小5から2年間 担任だった自分の教師は、まるで生徒を用いて帝国か何かを築かんとしてるのかというほど冷酷で独裁的で何が引き金になるのか分からないヒステリックな女性だった。優しく気さくな時もあったが、基本的に機嫌が悪い時は周囲 360°にセンサーを張り巡らせた指向性爆弾のようで生徒たちは常に恐怖していた。彼女そのものが地雷であり地雷原だからだ。怒られてる生徒があまりにも可哀想だからと他の生徒が抗議を訴え、あえなく撃沈するほどの凄惨な現場であった。

そんな日頃から修羅場ばかりで常に嫌な緊張感に包まれていたこの当時。自分は「この2年間 散々怒られてきたんだから今度こそ怒鳴られまい」と、作文を読み上げる際にしっかりと腹から声を出し、抑揚を付け、小学校生活の最後に花束をぶん投げるくらいドラマティックに読んでやろうと意気込んだ。意気込みに意気込んで、大きく息を吸って読み始めたのも束の間のことだった、

「「 目 が 死 ん で る゛ぁ゛!!!!!! 」」

めっちゃ怒鳴られた。訳が分からなかった。

何?"目が死んでる"って……嘘でしょ?いつもじゃん。

あまりの理不尽な物言いに、その刹那 頭が真っ白になってしまった。だって、そんなの直しようが無いじゃん。元々こういう覇気のない目なんだし……思い返せば内心 泣いてたと思う。

その後どうなったのかはいっさい覚えていない。この出来事が衝撃的すぎて脳がエピソード記憶に追加するのを拒絶していたのだろう。無事に読み終えたのか、硬直してまた怒られたのか、それともちょっと泣いたのか、その事実はあまりの理不尽な怒りの炎によって闇に葬られてしまった。

あれから8年ほど経った今でも考える。

「目が死んでる」は直(治)せるのか?、と。

深層心理で悔しいのか、コンプレックスになったのか、その興味は尽きない。

未だにいくらアホみたいに目をひん剥いても、奥二重の自分は目に光が宿るタイミングが限られてくる。
季節と時刻によって異なる太陽の位置と日の長さ、照明の有無、それが目に反射する角度、瞼や眉など眼孔周辺に使う筋力の程度まで、"死んでない目"になれる要素を考えに考えたが、それら全部を意識したとなると、それはもう凄いことになる。

いくら文章力では褒められていた自分の超ドラマティックな作文でも読んでいる本人の目がギラギラでヤバかったら内容入ってこないでしょ。

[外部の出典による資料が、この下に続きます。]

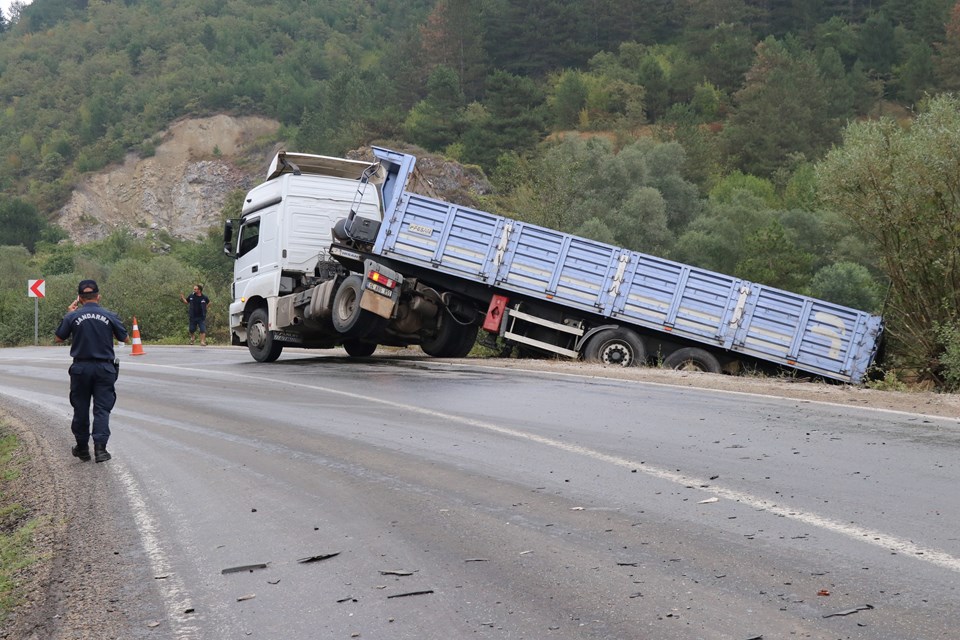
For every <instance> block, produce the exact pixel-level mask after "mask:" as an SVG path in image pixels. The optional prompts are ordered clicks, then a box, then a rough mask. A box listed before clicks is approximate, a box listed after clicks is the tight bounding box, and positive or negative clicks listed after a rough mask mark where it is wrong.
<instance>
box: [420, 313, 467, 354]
mask: <svg viewBox="0 0 960 640" xmlns="http://www.w3.org/2000/svg"><path fill="white" fill-rule="evenodd" d="M477 329H478V327H477V325H475V324H468V325H463V324H459V323H458V322H456V321H454V320H452V319H451V318H444V322H443V324H441V325H440V329H439V330H438V331H437V335H436V336H435V337H434V338H433V339H432V340H427V341H426V342H424V343H423V344H421V345H420V348H421V349H423V352H424V353H425V354H427V355H428V356H433V357H434V358H463V357H465V356H466V355H467V354H468V353H470V350H471V349H473V345H474V343H475V342H476V341H477Z"/></svg>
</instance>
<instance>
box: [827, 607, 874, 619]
mask: <svg viewBox="0 0 960 640" xmlns="http://www.w3.org/2000/svg"><path fill="white" fill-rule="evenodd" d="M871 609H873V605H870V604H862V605H860V606H859V607H853V608H851V609H844V610H843V611H836V612H834V613H825V614H823V617H824V618H833V617H834V616H848V615H850V614H851V613H856V612H858V611H869V610H871Z"/></svg>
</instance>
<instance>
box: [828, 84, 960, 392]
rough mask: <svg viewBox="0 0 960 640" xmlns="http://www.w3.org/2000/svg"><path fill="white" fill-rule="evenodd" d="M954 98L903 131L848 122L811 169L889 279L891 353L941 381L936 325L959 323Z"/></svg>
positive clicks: (829, 205)
mask: <svg viewBox="0 0 960 640" xmlns="http://www.w3.org/2000/svg"><path fill="white" fill-rule="evenodd" d="M958 166H960V100H958V98H956V97H954V96H949V95H943V96H938V97H936V98H933V99H931V100H930V101H929V102H927V103H925V104H923V105H922V108H921V112H920V113H919V115H918V116H917V117H916V119H915V120H914V121H913V122H912V123H911V125H910V126H909V127H906V128H905V127H902V126H900V124H898V123H897V122H896V121H894V120H892V119H890V118H883V119H880V120H877V121H870V122H858V123H854V124H852V125H850V126H849V127H848V128H847V129H846V131H845V133H844V137H843V144H842V146H840V147H838V148H836V149H834V150H832V151H831V152H830V153H829V154H828V155H827V157H826V159H825V160H824V161H823V162H822V163H820V165H818V167H817V175H818V180H819V184H820V194H821V197H822V199H823V201H824V202H825V203H826V204H827V205H828V206H831V207H833V208H835V209H836V210H837V211H839V212H840V213H842V214H843V215H845V216H847V217H848V218H849V219H850V220H852V221H853V222H854V223H855V224H856V225H857V227H858V228H859V229H860V231H861V232H862V233H863V234H864V236H865V237H868V238H870V239H871V240H872V241H873V242H874V243H875V246H876V249H877V251H878V255H879V257H880V260H882V263H881V264H882V269H883V272H884V275H885V276H886V277H887V279H888V280H889V281H890V286H891V295H890V299H889V302H888V304H887V313H886V316H887V327H888V330H889V334H890V336H891V338H892V339H893V340H894V343H895V347H896V351H897V352H898V353H899V355H900V356H901V357H902V358H903V359H904V362H906V363H907V364H909V366H911V367H914V368H915V369H916V370H917V371H918V372H919V373H920V374H921V375H923V376H925V377H928V378H932V379H934V380H939V379H940V372H939V365H938V364H937V363H938V357H939V355H940V351H941V349H942V345H941V344H940V343H939V341H938V340H937V338H936V327H938V326H944V325H948V324H951V323H955V322H956V321H957V319H958V318H960V173H958V172H957V167H958Z"/></svg>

もう、自然にいこうよ。生があれば死もある。俺の目は死んでるんだよ。俺の目が蘇生される時があるとしたら、趣味に興奮した時やエロスに身を委ねた時と死ぬほどびっくりした時くらいだ。こうなったらもう整形するしか無いんだよ。作文のために、または先生に怒られないためだけに目をイジって月島きらりみたいにするのも悪くないんだろうけど、その後の人生がきらりんレボリューションになるとは限らない。現に君は中学で不登校ぶちかましたじゃないか。だからさ、もういいんだよ。もう解放されていい。この出来事が忘れられなくても、君は君のままで良いんだよ。目は死んでて良いんだよ。もうあの先生と関わりは無いし。

楽になろう。
死んでるものは生き返らないから。